ScaiBunker defines its own module-permission keys, mapped onto ScaiGrid's RBAC system. Every endpoint enforces one of them.

## Permission keys

Every endpoint enforces one of these keys; granting a key admits the caller to exactly the operations it lists. Network profiles and lifecycle modes each have their own permission so you can grant precise postures without overprovisioning.

| Key | What it grants |
|---|---|
| `scaibunker:create` | Create ephemeral bunkers, list and read your own bunkers, read images and availability groups, read your own quota usage. |
| `scaibunker:create:session` | Create session-scoped bunkers (bound to a logical session). |
| `scaibunker:create:persistent` | Create persistent bunkers (bound to ScaiCore entities). |
| `scaibunker:execute` | Run commands in bunkers you own. |
| `scaibunker:shell` | Open the interactive WebSocket PTY shell. |
| `scaibunker:files` | Read, write, list, delete files inside bunkers you own. |
| `scaibunker:root` | Run commands as root inside the bunker. |
| `scaibunker:network:registry` | Use the `registry` network profile. |
| `scaibunker:network:allowlisted` | Use the `allowlisted` network profile. |
| `scaibunker:network:unrestricted` | Use the `unrestricted` network profile. |
| `scaibunker:network:transit` | Use the `transit` network profile (L2 bridge attaches). |
| `scaibunker:l2_transparency` | Disable `spoof_guard` on transit interfaces.

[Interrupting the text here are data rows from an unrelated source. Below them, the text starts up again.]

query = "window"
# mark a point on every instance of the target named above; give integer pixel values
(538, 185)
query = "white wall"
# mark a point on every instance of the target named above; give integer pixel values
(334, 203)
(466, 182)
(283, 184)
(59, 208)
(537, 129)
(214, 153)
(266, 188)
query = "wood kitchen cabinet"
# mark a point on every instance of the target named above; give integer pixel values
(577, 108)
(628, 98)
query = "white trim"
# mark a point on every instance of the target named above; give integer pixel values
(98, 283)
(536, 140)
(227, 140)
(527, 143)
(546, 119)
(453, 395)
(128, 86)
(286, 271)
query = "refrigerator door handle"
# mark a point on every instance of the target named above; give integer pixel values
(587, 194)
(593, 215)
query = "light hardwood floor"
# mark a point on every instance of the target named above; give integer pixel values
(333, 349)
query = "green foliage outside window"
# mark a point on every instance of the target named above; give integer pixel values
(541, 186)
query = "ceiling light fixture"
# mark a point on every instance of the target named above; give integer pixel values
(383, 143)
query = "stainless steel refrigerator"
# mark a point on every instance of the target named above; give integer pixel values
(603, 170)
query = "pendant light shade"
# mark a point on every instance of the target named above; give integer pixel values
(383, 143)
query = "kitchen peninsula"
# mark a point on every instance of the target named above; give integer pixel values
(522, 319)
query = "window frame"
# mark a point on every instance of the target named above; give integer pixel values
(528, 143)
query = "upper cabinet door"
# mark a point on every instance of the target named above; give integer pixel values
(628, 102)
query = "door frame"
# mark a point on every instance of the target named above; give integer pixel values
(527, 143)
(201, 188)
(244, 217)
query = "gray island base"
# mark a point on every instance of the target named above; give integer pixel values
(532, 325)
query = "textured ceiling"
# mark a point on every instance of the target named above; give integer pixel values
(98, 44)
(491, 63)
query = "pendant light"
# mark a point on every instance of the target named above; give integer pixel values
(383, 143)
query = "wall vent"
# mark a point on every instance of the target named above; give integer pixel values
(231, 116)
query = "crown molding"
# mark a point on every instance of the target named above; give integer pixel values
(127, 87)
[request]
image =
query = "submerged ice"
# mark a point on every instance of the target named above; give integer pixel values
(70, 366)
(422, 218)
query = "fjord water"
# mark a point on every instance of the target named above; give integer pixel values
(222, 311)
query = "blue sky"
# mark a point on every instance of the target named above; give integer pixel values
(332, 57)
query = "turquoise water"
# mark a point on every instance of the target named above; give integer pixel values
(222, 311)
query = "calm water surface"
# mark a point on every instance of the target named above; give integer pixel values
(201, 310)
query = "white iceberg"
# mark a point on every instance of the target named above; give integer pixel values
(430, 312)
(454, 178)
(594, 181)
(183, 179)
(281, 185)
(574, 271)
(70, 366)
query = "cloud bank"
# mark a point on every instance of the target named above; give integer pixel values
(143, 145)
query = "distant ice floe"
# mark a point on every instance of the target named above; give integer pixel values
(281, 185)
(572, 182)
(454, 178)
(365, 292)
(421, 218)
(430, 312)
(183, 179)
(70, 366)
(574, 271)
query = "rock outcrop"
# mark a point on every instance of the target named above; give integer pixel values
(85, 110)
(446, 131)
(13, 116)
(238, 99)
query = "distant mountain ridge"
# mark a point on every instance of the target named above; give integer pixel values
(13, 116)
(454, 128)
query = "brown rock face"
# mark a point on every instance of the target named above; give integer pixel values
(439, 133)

Always audit-logged. |
| `scaibunker:images:manage` | Register, deactivate, scan, and warm images; mint storage capabilities. |
| `scaibunker:admin` | List all bunkers across the platform; drain/resume workers; manage bridges. |
| `scaibunker:admin:tenant` | Manage tenant-scoped quota profiles and availability groups for your tenant. |
| `scaibunker:admin:platform` | Platform-level administration: platform-default quota profiles, platform availability groups, all-tenants worker management. |

## Default role mapping

Built-in roles auto-grant these via ScaiGrid's catch-all in `CurrentUser.has_module_permission`:

| Role | Auto-grants |
|---|---|
| `super_admin` | All of the above. |
| `partner_admin` | All of the above for tenants under the partner. |
| `tenant_admin` | All of the above for the tenant, except `scaibunker:admin:platform`. |
| `tenant_user` | None by default — explicit opt-in. |
| `tenant_viewer` | Read-only access via `scaibunker:create`-equivalent listing scope (no actual create). |

`tenant_user` gets nothing automatically because bunkers consume compute and the network profiles open real risk — you want each operator's network posture to be deliberate, not inherited.

## Granting selectively

Most tenants stand up two or three custom roles:

- **Bot operators.** `scaibunker:create`, `scaibunker:execute`, `scaibunker:files`, `scaibunker:shell`, `scaibunker:network:registry` — can run real workloads but only ever talk to package mirrors.
- **Allowlisted-network agents.** Above plus `scaibunker:network:allowlisted`. The bunker creator sets the allowlist per bunker.
- **Image maintainers.** `scaibunker:images:manage` — separate from the operators, usually held by a smaller group.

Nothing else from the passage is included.